16分の空中散歩、冷たい夜空をガラスでさえぎり、しずかにじっとまばゆい夜空を眺めていると泣きそうになってしまうの。あと何分たつとまた元の景色に戻ってしまうの? もう一度これを観たいのならまた観覧車の乗車チケットを買えばいい、でもそんなの面白くないもの。ちいさくちいさく見えていた車の灯りがだんだんと大きくなってゆき、観覧車の骨組みが目につくと、なんだかとても哀しくなってしまう。見てご覧、向こうにみえる月が大きくて赤いよ。でもわたし、もっと綺麗なものが見たいわ。
ドアが開き、冷たい夜風が頬や首筋を抜けてゆく。もう移動しようか。そうして夜風にマフラーを飛ばされそうになりながら歩いてゆく。カードキーでロックがはずされ、さあどうぞ、とドアが開かれるとそこには、東京じゅうの街の灯りをひとりじめできる大きな窓。星なんてひとつもみえないけど、息がすこしくるしくなるくらい綺麗。

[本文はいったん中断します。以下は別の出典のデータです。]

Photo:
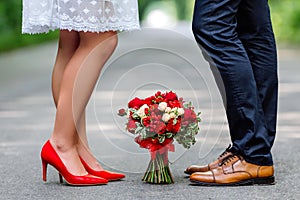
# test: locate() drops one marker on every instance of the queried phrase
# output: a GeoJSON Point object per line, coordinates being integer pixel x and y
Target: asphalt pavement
{"type": "Point", "coordinates": [145, 61]}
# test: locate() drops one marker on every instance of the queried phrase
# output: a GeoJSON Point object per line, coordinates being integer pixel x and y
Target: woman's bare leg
{"type": "Point", "coordinates": [74, 91]}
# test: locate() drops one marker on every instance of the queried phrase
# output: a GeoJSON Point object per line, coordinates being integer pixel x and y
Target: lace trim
{"type": "Point", "coordinates": [44, 26]}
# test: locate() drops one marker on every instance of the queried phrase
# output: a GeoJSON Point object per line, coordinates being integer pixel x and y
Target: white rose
{"type": "Point", "coordinates": [162, 106]}
{"type": "Point", "coordinates": [166, 117]}
{"type": "Point", "coordinates": [180, 111]}
{"type": "Point", "coordinates": [141, 110]}
{"type": "Point", "coordinates": [174, 109]}
{"type": "Point", "coordinates": [168, 109]}
{"type": "Point", "coordinates": [172, 115]}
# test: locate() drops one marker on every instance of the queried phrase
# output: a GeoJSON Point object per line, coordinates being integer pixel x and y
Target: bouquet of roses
{"type": "Point", "coordinates": [156, 121]}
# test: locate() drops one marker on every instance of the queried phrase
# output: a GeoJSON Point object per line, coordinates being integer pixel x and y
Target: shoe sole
{"type": "Point", "coordinates": [256, 181]}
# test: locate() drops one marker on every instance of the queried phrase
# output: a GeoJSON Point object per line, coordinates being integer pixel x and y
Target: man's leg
{"type": "Point", "coordinates": [214, 27]}
{"type": "Point", "coordinates": [254, 18]}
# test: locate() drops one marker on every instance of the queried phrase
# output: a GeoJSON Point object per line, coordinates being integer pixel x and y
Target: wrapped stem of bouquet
{"type": "Point", "coordinates": [157, 121]}
{"type": "Point", "coordinates": [158, 170]}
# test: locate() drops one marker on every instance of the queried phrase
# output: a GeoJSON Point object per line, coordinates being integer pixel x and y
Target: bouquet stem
{"type": "Point", "coordinates": [158, 171]}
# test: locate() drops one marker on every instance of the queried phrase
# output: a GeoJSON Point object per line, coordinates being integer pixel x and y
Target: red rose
{"type": "Point", "coordinates": [175, 103]}
{"type": "Point", "coordinates": [157, 126]}
{"type": "Point", "coordinates": [122, 112]}
{"type": "Point", "coordinates": [189, 115]}
{"type": "Point", "coordinates": [171, 96]}
{"type": "Point", "coordinates": [149, 100]}
{"type": "Point", "coordinates": [136, 103]}
{"type": "Point", "coordinates": [131, 126]}
{"type": "Point", "coordinates": [160, 127]}
{"type": "Point", "coordinates": [173, 128]}
{"type": "Point", "coordinates": [146, 121]}
{"type": "Point", "coordinates": [154, 109]}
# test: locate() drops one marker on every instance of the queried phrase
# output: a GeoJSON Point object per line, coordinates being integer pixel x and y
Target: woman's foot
{"type": "Point", "coordinates": [70, 158]}
{"type": "Point", "coordinates": [85, 153]}
{"type": "Point", "coordinates": [92, 165]}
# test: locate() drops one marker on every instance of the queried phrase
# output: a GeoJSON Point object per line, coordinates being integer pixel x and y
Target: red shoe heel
{"type": "Point", "coordinates": [110, 176]}
{"type": "Point", "coordinates": [44, 164]}
{"type": "Point", "coordinates": [49, 156]}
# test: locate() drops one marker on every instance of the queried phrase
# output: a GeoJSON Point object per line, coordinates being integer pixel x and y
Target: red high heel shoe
{"type": "Point", "coordinates": [110, 176]}
{"type": "Point", "coordinates": [49, 156]}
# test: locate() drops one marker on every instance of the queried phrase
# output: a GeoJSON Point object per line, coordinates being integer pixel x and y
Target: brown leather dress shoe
{"type": "Point", "coordinates": [235, 171]}
{"type": "Point", "coordinates": [203, 168]}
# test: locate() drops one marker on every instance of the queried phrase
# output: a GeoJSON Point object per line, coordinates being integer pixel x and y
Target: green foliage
{"type": "Point", "coordinates": [286, 20]}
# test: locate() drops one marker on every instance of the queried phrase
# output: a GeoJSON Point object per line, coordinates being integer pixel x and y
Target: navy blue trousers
{"type": "Point", "coordinates": [237, 39]}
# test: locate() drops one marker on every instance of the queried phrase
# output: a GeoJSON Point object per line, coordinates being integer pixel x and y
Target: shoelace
{"type": "Point", "coordinates": [229, 159]}
{"type": "Point", "coordinates": [225, 152]}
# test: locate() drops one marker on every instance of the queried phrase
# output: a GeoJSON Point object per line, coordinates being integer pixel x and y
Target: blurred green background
{"type": "Point", "coordinates": [159, 13]}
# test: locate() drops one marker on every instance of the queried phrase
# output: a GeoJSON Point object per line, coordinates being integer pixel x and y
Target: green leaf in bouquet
{"type": "Point", "coordinates": [161, 138]}
{"type": "Point", "coordinates": [169, 135]}
{"type": "Point", "coordinates": [174, 121]}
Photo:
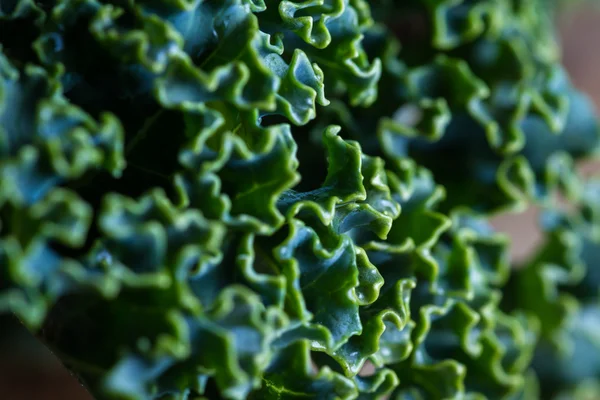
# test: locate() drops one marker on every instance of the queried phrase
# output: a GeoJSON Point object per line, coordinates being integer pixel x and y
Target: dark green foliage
{"type": "Point", "coordinates": [254, 199]}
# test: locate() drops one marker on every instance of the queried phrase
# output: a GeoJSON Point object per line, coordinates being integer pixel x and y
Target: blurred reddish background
{"type": "Point", "coordinates": [28, 371]}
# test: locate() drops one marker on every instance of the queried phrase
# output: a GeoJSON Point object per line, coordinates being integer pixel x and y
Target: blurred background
{"type": "Point", "coordinates": [28, 371]}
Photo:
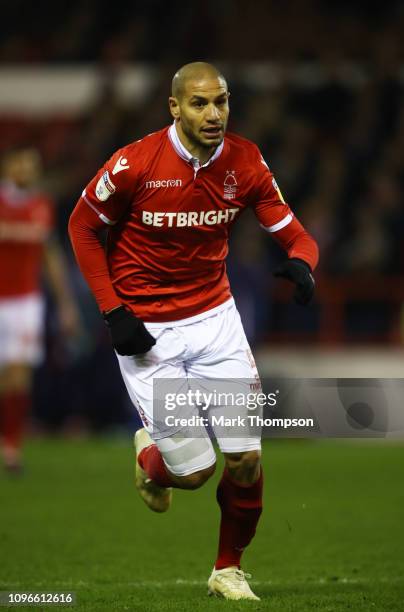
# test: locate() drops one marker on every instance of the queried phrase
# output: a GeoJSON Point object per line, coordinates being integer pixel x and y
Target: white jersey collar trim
{"type": "Point", "coordinates": [185, 154]}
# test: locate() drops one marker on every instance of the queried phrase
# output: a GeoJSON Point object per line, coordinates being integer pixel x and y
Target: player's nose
{"type": "Point", "coordinates": [212, 113]}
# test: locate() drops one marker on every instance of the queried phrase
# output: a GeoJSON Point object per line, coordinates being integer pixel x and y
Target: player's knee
{"type": "Point", "coordinates": [197, 479]}
{"type": "Point", "coordinates": [244, 467]}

泡のたつ美味しい飲みものを部屋へ入れてもらおうか、きみが好きなら甘いイチゴも一緒に頼もうか。ううん、イチゴよりも飲みものがほしいきぶん。
綺麗なものと暖かい部屋、美味しい飲みものとふかふかのソファ。とても幸せな気分だけど、なんだかすこし哀しかったのはあれがぜんぶお金で輝いているからなの? でもわたし、こんな夜がだいすきなの。すこし哀しくて、でもすこし幸せな気がする夜がとてもとても好きなの。*1

*1:でもこの日ここで楽しんだのは節分の豆まき。お互いに投げ合って遊んだあと、途中から天井ちかくのエアコンの通風孔へ豆を投げ入れる遊びにスイッチしてゆき、運動会の玉いれをしてるような気分に。掃除をする人の身になってぜひとも考えたくない感じ。